Suppose there is a sql like this:
select sum(sal), sum(case when hiredate = '2020-01-01' then sal end)
from ( select hiredate, sal, job
from emp ) a
where 1 = 1 and hiredate = ( select max(hiredate) from emp )
The optimized plan as follows:
LogicalAggregate(group=[{}], EXPR$0=[SUM($0)], EXPR$1=[SUM($1)])
LogicalProject(SAL=[$1], $f1=[CASE(=($0, 2020-01-01 00:00:00), $1,
null:INTEGER)])
LogicalProject(HIREDATE=[$0], SAL=[$1], JOB=[$2])

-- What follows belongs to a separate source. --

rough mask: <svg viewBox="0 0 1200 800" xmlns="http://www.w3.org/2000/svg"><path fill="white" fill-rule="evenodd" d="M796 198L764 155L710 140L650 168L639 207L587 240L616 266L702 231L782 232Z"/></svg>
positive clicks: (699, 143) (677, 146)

LogicalFilter(condition=[=($0, $3)])
LogicalJoin(condition=[true], joinType=[left])
LogicalProject(HIREDATE=[$4], SAL=[$5], JOB=[$2])
LogicalTableScan(table=[[CATALOG, SALES, EMP]])
LogicalAggregate(group=[{}], EXPR$0=[MAX($0)])
LogicalProject(HIREDATE=[$4])
LogicalTableScan(table=[[CATALOG, SALES, EMP]])
Maybe we can push the LogicalFilter to the LogicalJoin, and get the
LogicalJoin(condition=[=($0,
$3)], joinType=[inner])
It seems this is much better.
Can I do this? If so I will create an issue to resolve this problem.